Each Overture Release includes the core dataset of GeoParquet features, the GERS registry, GERS bridge files, and data changelogs.

In addition, the Overture Maps project distributes tilesets in the PMTiles format. This doesn't contain any additional data beyond the GeoParquet datasets. The tileset is useful for interactive visualization of Overture features, since geographic objects are clipped to tiles and simplified to many levels of detail. It's used by the Overture Explorer, as well as internal tools.

Overture Maps produces data products and not platforms or APIs, so the PMTiles tileset format lets Overture distribute tilesets using only an S3 bucket. You can find the tilesets powering the Explorer in the overturemaps-extras-us-west-2 bucket.

Data Growth

As Overture has grown, these tilesets have grown in size and take longer to generate. Prior to the April release, the tilesets for the places and divisions themes were created using the tippecanoe tool.
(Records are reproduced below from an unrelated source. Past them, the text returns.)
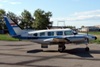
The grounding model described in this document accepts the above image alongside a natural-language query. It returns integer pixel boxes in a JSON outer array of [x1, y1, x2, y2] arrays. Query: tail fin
[[4, 16, 22, 36]]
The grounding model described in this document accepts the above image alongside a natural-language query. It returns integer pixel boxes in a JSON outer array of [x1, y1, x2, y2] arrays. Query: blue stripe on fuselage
[[13, 36, 84, 39]]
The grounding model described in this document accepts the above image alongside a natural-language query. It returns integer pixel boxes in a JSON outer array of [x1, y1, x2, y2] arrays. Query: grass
[[0, 34, 19, 41]]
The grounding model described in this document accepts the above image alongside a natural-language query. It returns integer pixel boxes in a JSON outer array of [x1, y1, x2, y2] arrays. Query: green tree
[[21, 10, 34, 28], [7, 12, 18, 23], [33, 9, 52, 29], [0, 9, 6, 30]]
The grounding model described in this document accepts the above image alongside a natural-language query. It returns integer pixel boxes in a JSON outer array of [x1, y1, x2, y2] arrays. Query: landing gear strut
[[85, 38, 90, 52], [58, 44, 66, 52]]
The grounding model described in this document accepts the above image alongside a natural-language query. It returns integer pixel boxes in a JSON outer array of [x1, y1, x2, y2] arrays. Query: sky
[[0, 0, 100, 28]]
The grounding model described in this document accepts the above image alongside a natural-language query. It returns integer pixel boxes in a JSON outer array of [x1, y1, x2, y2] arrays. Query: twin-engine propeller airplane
[[4, 16, 97, 52]]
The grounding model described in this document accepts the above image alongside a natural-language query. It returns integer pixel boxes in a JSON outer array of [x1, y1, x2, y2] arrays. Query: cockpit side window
[[47, 32, 54, 36], [40, 32, 45, 36], [56, 31, 63, 35], [33, 33, 38, 36], [64, 31, 73, 35]]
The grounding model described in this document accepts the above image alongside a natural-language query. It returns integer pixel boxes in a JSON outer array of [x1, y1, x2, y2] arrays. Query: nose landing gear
[[58, 44, 66, 52]]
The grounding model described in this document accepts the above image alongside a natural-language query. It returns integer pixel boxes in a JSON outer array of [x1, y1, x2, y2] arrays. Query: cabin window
[[40, 32, 45, 36], [64, 31, 73, 35], [57, 31, 63, 35], [47, 32, 54, 36], [33, 33, 38, 36]]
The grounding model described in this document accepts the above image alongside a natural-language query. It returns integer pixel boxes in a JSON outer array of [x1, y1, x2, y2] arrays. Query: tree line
[[0, 9, 52, 30]]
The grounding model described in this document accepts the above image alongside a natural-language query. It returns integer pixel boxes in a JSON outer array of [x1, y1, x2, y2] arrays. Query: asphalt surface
[[0, 41, 100, 67]]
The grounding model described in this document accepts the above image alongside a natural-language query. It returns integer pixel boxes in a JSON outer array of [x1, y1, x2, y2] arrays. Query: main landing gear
[[58, 44, 66, 52]]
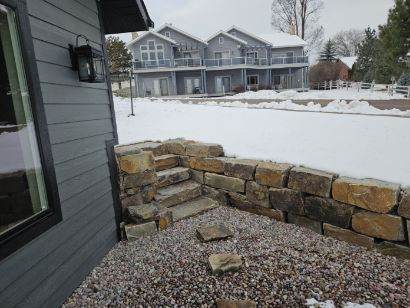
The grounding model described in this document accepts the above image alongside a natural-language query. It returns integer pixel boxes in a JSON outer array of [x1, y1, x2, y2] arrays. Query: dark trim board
[[106, 140, 122, 240], [0, 0, 62, 261], [98, 2, 118, 143]]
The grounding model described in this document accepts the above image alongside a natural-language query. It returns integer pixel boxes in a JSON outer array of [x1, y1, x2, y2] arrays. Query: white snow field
[[224, 88, 404, 100], [114, 97, 410, 185], [191, 100, 410, 117]]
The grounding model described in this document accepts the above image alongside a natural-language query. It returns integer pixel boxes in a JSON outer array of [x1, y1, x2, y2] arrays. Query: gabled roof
[[127, 30, 177, 47], [156, 23, 208, 45], [339, 57, 357, 69], [259, 32, 307, 48], [225, 25, 272, 45], [100, 0, 154, 34], [206, 30, 248, 45]]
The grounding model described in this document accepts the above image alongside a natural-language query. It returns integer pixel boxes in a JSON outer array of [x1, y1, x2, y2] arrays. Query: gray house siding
[[272, 47, 303, 57], [131, 33, 174, 61], [136, 72, 176, 97], [205, 34, 242, 59], [228, 29, 270, 58], [175, 70, 203, 94], [206, 69, 244, 93], [246, 69, 269, 89], [158, 27, 205, 58], [0, 0, 117, 307]]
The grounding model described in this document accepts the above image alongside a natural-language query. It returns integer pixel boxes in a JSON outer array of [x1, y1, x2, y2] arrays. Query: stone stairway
[[125, 154, 219, 239], [154, 154, 218, 221]]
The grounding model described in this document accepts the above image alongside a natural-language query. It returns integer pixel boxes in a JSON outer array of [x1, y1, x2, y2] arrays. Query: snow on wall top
[[340, 57, 357, 69], [258, 33, 307, 48]]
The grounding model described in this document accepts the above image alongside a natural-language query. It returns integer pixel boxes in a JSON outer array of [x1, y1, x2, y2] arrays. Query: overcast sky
[[114, 0, 394, 41]]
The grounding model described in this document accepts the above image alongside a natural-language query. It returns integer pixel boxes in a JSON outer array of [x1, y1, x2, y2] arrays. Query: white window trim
[[214, 75, 232, 93], [246, 50, 259, 59], [140, 40, 165, 61], [214, 50, 232, 59], [246, 75, 259, 86]]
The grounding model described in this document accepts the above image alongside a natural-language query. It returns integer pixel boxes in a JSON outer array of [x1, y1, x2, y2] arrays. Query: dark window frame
[[0, 0, 62, 261]]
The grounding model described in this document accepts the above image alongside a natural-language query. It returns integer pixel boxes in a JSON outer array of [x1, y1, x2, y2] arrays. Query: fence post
[[128, 72, 135, 116]]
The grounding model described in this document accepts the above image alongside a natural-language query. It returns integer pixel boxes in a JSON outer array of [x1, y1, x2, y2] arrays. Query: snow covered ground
[[189, 100, 410, 117], [115, 98, 410, 185], [225, 88, 404, 100]]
Tippecanoe is a powerful C++ command line utility for creating tilesets. Tippecanoe's algorithms adaptively create low-zoom tiles by processing all features. This makes it convenient for visualizing data without configuration, but means that the large themes like Places took over one hour to generate.

From the April release onward, tilesets are created with Java code using the planetiler library. Instead of considering all features at each zoom, features are filtered to zoom levels by type. This requires more explicit feature selection, but means tilesets can be generated in a fraction of the time.

divisions Overture Divisions tileset in Overture Explorer

places Overture Places tileset in Overture Explorer

Results

The Places theme tileset creation went from over 2 hours to ~5 minutes. The Divisions tileset creation went from 48 minutes to under 20 minutes.

Because the tilesets require a complete local copy of the GeoParquet data, it's faster to run the tileset generation close to the source buckets on Azure or AWS.

Adopting Terraform/Tofu

The overture-tiles project was previously using the AWS Cloud Development Kit (CDK) to provision resources for creating tilesets. We switched this project instead to Terraform/Tofu, and host it as a standalone module in the terraform-aws-overture-tiles repository.

This makes tileset creation accessible to the wider Terraform/Tofu audience.

Bring Your Own Data

Since both the AWS provisioning and the tileset generation code is open source, any developer can use the overture-tiles project as a starting point for creating tilesets from Overture data. Ideas include:

  • Making different choices for which themes appear at certain zoom levels
  • Creating tilesets for only a specific region
  • Integrating private datasets into an Overture tileset with GERS

The Overture Documentation guide on PMTiles has examples for how to modify and run the tileset generation on AWS.